The research objectives were to:
- Focus attention on the contribution that a local food supply has on regional
- Identify the effect that improving the economics of agriculture can have on
better land development practices.
- Provide a better understanding of the current and future food security needs of
the region and how that should be addressed through regional planning.
- Set forth ways to measure progress and success in determining the economic
sustainability of the local food economy and for improving the region’s
contribution in supporting local food.
The research focus was from three perspectives: (1) what is the current market for foods produced locally and what agricultural products can be produced or are produced locally that meet our basic needs. How does this production translate into acreage and what is the available land supply to meet our food needs locally? (2) What are the current land use conditions as it relates to agricultural? What have been the trends in land conversions, what is the current use of land, and what are the current policies and practices that influence agricultural land uses? (3) What is the opinion of farmers, developers, planners and policy makers about the challenges and opportunities for agriculture land use?

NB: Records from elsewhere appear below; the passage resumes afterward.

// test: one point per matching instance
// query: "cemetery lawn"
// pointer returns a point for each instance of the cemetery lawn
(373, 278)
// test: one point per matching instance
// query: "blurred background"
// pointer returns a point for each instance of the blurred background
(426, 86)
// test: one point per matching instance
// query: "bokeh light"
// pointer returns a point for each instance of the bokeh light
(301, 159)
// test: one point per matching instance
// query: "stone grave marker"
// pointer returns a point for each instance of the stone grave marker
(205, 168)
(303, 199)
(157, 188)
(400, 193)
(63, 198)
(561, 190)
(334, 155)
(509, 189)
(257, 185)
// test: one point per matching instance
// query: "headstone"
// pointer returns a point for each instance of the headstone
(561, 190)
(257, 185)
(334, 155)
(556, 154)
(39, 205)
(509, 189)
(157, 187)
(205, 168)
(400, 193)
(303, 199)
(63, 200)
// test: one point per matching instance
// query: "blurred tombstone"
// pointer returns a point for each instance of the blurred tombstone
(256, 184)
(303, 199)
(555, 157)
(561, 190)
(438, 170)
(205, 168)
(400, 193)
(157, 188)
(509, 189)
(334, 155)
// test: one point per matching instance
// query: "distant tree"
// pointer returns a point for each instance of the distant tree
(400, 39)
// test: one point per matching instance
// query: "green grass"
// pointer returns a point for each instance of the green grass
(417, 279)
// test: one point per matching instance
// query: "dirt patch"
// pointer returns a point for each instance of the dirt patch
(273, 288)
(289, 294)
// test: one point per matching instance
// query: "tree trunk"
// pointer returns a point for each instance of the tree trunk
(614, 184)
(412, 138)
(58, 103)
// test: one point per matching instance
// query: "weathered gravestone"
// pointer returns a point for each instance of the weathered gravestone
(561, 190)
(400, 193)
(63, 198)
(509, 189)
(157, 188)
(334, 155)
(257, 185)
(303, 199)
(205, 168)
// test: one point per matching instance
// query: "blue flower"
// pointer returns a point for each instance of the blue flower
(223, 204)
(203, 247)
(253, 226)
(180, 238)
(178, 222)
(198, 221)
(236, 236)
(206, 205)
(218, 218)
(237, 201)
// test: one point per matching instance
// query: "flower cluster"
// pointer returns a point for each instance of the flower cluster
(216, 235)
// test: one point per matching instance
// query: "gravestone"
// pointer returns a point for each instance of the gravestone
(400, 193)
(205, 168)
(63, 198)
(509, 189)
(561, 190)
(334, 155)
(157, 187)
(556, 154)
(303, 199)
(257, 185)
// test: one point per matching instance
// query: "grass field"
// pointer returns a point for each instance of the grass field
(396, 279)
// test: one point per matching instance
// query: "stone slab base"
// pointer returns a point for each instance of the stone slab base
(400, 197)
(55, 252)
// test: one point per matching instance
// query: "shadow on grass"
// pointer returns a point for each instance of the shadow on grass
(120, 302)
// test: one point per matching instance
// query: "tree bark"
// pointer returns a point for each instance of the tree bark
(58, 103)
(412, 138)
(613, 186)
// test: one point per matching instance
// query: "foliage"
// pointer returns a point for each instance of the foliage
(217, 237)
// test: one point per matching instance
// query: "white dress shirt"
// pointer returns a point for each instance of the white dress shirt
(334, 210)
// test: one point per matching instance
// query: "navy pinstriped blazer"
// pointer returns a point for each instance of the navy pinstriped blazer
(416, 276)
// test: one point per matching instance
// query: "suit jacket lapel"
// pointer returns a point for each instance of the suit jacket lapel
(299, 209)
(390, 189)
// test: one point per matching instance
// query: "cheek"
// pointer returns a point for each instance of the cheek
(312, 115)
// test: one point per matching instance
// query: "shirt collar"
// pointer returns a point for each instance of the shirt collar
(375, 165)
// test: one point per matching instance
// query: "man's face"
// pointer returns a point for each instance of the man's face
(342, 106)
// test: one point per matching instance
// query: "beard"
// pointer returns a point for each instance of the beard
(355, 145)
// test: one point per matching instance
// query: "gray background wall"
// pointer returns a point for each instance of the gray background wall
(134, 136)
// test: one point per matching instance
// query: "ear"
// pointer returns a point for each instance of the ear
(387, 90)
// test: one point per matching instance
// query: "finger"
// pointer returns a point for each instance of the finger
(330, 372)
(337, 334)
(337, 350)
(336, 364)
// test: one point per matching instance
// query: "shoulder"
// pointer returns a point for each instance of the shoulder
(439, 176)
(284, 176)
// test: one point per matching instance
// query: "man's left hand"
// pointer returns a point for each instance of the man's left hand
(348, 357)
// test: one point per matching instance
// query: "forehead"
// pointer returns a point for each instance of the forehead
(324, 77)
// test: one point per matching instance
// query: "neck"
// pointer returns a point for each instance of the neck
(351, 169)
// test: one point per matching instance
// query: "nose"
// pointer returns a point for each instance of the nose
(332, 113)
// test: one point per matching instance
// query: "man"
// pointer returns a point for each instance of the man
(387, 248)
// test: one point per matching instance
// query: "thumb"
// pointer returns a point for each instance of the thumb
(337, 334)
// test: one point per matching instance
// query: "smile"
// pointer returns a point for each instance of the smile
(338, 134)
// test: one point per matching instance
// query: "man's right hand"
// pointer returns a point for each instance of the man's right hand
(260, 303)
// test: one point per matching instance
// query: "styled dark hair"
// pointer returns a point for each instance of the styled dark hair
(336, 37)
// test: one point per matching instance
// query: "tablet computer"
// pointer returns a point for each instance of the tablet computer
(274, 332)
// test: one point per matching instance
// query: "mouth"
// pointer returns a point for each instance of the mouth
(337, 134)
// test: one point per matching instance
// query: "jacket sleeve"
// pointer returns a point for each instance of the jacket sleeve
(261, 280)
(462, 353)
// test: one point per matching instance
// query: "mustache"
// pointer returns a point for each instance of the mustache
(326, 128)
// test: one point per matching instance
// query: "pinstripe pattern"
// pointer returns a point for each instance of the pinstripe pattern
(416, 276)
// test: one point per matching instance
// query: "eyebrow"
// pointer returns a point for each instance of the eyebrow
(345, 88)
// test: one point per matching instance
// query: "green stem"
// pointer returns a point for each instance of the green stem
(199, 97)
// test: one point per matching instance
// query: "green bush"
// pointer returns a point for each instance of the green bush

The attachments include a summary brochure of the research findings and portions of the final report.
Consequences of Residential Infill Development on Existing Neighborhoods in the Treasure Valley
In 2004, the Urban Land Institute awarded a community action grant to the newly formed Idaho District Council. In partnership with Idaho Smart Growth, the purpose of the grant was to examine if in-fill projects resulted in the negative consequences that neighborhoods feared at the time the project was approved.
The study was conducted over a three year period with assistance from, Boise State University, the Ada County Assessor’s Office, the Ada County Highway District, the Cities of Meridian and Boise, builders and developers, and neighborhood association leaders.
Seven completed in-fill projects were analyzed. A review of the hearing and public comments for each project was documented. Changes in property valuation, parking and traffic conditions before and after the project were assessed. An on-site and mail survey was conducted of neighborhood opinions, and the developers of the projects were interviewed.
The general findings of the study are that many of the factors that create apprehension about in-fill projects are difficult to assess. These factors include density, neighborhood incompatibility, design, and lack of public amenities. For the factors that can be qualified, including traffic, parking and property values the community fears are generally unfounded.